There are a number of steps to this.
First up is the need to review sales baseline assumptions. Simple measures in the past have included calculating weekly sales averages prior to promotional periods and adjusting for seasonality. Enterprise systems can help with a more detailed dataset going back years to review multiple non-promotional periods to set a robust baseline. True baselines need to be established by channel and customer, not just at the macro level.
Once the sales baseline is established the historic promotional lifts achieved can be analyzed, with seasonality taken into account by reviewing similar promotional time periods in previous years. Adding the promotion duration, typically expressed in week numbers, allows for linear regression analysis to look at trends.

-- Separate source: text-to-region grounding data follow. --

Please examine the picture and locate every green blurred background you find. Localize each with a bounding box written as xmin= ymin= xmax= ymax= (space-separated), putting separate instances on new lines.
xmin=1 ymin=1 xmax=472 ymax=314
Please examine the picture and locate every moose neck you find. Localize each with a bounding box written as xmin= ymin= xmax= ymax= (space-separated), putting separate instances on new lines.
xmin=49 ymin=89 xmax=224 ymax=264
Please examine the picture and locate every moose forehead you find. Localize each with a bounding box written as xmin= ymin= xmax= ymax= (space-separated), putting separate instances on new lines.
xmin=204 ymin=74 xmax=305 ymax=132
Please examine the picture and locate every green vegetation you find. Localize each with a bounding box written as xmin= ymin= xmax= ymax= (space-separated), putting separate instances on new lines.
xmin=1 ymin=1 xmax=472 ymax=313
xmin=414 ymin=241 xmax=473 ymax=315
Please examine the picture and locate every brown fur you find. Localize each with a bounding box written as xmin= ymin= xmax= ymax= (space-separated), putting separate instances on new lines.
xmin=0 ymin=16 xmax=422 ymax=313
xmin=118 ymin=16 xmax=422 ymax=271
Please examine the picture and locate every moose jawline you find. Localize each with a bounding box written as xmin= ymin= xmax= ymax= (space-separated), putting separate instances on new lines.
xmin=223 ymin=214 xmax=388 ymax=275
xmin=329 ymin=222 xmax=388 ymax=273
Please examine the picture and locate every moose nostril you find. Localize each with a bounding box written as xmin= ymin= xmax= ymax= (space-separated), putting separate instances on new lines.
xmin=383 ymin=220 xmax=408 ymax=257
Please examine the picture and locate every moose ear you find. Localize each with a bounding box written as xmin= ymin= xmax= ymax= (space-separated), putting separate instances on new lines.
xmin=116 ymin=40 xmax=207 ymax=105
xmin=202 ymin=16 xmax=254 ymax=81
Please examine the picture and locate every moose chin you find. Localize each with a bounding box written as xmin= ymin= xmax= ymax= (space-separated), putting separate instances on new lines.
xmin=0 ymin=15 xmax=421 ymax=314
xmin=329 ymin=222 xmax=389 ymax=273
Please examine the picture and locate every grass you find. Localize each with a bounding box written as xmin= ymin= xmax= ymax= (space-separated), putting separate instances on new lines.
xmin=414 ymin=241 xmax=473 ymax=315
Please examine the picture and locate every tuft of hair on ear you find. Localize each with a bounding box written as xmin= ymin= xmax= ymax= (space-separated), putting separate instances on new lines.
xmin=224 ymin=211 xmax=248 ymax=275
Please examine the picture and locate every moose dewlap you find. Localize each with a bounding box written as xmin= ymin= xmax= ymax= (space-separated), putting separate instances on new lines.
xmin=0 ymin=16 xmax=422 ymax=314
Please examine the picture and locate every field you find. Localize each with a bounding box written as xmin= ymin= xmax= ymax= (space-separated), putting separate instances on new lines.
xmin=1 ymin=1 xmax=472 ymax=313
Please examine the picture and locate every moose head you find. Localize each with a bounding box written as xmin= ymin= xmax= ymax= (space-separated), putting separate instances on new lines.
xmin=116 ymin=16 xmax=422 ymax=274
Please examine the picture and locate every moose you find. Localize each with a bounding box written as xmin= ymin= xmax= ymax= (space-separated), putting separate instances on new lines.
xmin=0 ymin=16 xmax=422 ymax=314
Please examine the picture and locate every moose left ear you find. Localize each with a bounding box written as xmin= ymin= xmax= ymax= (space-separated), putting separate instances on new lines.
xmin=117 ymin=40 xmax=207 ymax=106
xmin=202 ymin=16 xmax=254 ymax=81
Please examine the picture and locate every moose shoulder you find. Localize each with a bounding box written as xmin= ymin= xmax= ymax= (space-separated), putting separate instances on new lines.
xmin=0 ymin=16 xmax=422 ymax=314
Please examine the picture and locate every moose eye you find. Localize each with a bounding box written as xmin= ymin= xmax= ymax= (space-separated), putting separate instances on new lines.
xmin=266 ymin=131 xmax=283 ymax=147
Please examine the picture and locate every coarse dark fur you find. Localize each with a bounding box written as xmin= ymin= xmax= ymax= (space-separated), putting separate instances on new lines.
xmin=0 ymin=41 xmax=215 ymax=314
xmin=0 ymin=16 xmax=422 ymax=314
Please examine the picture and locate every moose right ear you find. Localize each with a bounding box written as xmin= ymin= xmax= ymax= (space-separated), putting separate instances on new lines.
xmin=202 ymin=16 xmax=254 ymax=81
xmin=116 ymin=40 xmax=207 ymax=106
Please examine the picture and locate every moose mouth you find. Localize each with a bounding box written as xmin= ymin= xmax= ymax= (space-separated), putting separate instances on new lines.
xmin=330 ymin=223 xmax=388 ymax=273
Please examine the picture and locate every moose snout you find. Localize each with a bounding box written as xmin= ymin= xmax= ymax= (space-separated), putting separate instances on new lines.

Using an enterprise system then allows you to add different features to the data to enable micro analysis. These might include category features, product identifiers and channel and store types. True promotional uplifts capture also takes into account aspects such as promotion mechanics, pantry loading and forward buying, price elasticity, pre and post promotion volume dips, and cannibalization of your company’s products as well as those of competitors.
Once you’re at this point, IBP (Integrated Business Planning) components can be included. Beyond historic performance and the planned promotional program, this can include inputs from annual operating plans, joint business planning with customers, price changes, and likely omnichannel instore KPI compliance as well as an allowance for external factors both planned and unforeseen, such as extreme weather events.
Having arrived then at an accurate financial forecast, a final step is to employ a ‘one number’ approach combining the financial forecast, the integrated demand and supply plans, and the ‘bottom up’ channel and customer plans. This involves rolling up retailer trading terms, fees and allowances so they can be managed as one lump sum but allowing for the ability to pull them apart if you have an issue with a customer’s promotion compliance and want to withhold a trading term payment.
Allowing for these multiple levels of forecasting and planning with robust micro inclusions thus minimizes the amount of revenue that may be left on the table.